Codeflash supports optimizing an entire Python script end-to-end by tracing the script’s execution and generating Replay Tests. Tracing follows the execution of a script, profiles it and captures inputs to all functions it called, allowing them to be replayed during optimization. Codeflash uses these Replay Tests to optimize all functions called in the script, starting from the most important ones. To optimize a script, python myscript.py, simply replace python with codeflash optimize and run the following command:
codeflash optimize myscript.py
You can also optimize code called by pytest tests that you could normally run like python -m pytest tests/, this provides for a good workload to optimize. Run this command:
codeflash optimize -m pytest tests/
The powerful codeflash optimize command creates high-quality optimizations, making it ideal when you need to optimize a workflow or script. The initial tracing process can be slow, so try to limit your script’s runtime to under 1 minute for best results. If your workflow is longer, consider tracing it into smaller sections by using the Codeflash tracer as a context manager (point 3 below). The generated replay tests and the trace file are for the immediate optimization use, don’t add them to git.
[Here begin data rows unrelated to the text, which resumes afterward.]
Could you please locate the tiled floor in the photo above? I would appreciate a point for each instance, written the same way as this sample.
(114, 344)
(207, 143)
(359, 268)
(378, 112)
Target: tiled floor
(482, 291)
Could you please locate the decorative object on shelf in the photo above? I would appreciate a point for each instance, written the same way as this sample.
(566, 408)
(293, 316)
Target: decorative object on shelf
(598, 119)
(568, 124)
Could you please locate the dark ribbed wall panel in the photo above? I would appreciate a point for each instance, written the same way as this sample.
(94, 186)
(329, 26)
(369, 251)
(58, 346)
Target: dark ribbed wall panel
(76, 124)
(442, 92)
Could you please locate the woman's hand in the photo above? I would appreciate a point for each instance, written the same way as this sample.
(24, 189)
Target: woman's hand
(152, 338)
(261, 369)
Codeflash optimize 1 min demo

What is the codeflash optimize command?

codeflash optimize tries to do everything that an expert engineer would do while optimizing a workflow. It profiles your code, traces the execution of your workflow and generates a set of test cases that are derived from how your code is actually run. Codeflash Tracer works by recording the inputs of your functions as they are called in your codebase, and generating regression tests with those inputs. We call these generated test cases “Replay Tests” because they replay the inputs that were recorded during the tracing phase. These replay tests are representative of the real-world usage of your functions. Using Replay Tests, Codeflash can verify that the optimized functions produce the same output as the original function and also measure the performance gains of the optimized function on the real-world inputs. This way you can be sure that the optimized function causes no changes of behavior for the traced workflow and also, that it is faster than the original function. To get more confidence on the correctness of the code, we also generate several LLM generated test cases and discover any existing unit cases you may have.

Using codeflash optimize

Codeflash script optimizer can be used in three ways:
  1. As an integrated command If you run a Python script as follows
    python path/to/your/file.py --your_options
    
    You can start tracing and optimizing your code with the following command
    codeflash optimize path/to/your/file.py --your_options
    
    The above command should suffice in most situations. To customize the trace file location you can specify it like codeflash optimize -o trace_file_path.trace. Otherwise, it defaults to codeflash.trace in the current working directory.
  2. Trace and optimize as two separate steps If you want more control over the tracing and optimization process. You can trace first and then optimize with the replay tests later. Each replay test is associated with a trace file. To create just the trace file first, run
    codeflash optimize -o trace_file.trace --trace-only path/to/your/file.py --your_options
    
    This will create a replay test file. To optimize with the replay test, run the
    codeflash --replay-test /path/to/test_replay_test_0.py
    
    More Options:
    • --tracer-timeout: The maximum time in seconds to trace the entire workflow. Default is indefinite. This is useful while tracing really long workflows.
  3. As a Context Manager - To trace only specific sections of your code, You can also use the Codeflash Tracer as a context manager. You can wrap the code you want to trace in a with statement as follows -
    from codeflash.tracer import Tracer
    
    with Tracer(output="codeflash.trace"):
        model.predict() # Your code here
    
    This is much faster than tracing the whole script. It can also help if tracing the whole script fails. After this finishes, you can optimize using the generated replay tests.
    codeflash --replay-test /path/to/test_replay_test_0.py
    
    More Options for the Tracer Context Manager:
    • disable: If set to True, the tracer will not trace the code. Default is False.
    • max_function_count: The maximum number of times to trace a single function. More calls to a function will not be traced. Default is 100.
    • timeout: The maximum time in seconds to trace the entire workflow. Default is indefinite. This is useful while tracing really long workflows, to not wait indefinitely.
    • output: The file to save the trace to. Default is codeflash.trace.
    • config_file_path: The path to the pyproject.toml file which stores the Codeflash config. This is auto-discovered by default. You can also disable the tracer in the code by setting the disable=True option in the Tracer constructor.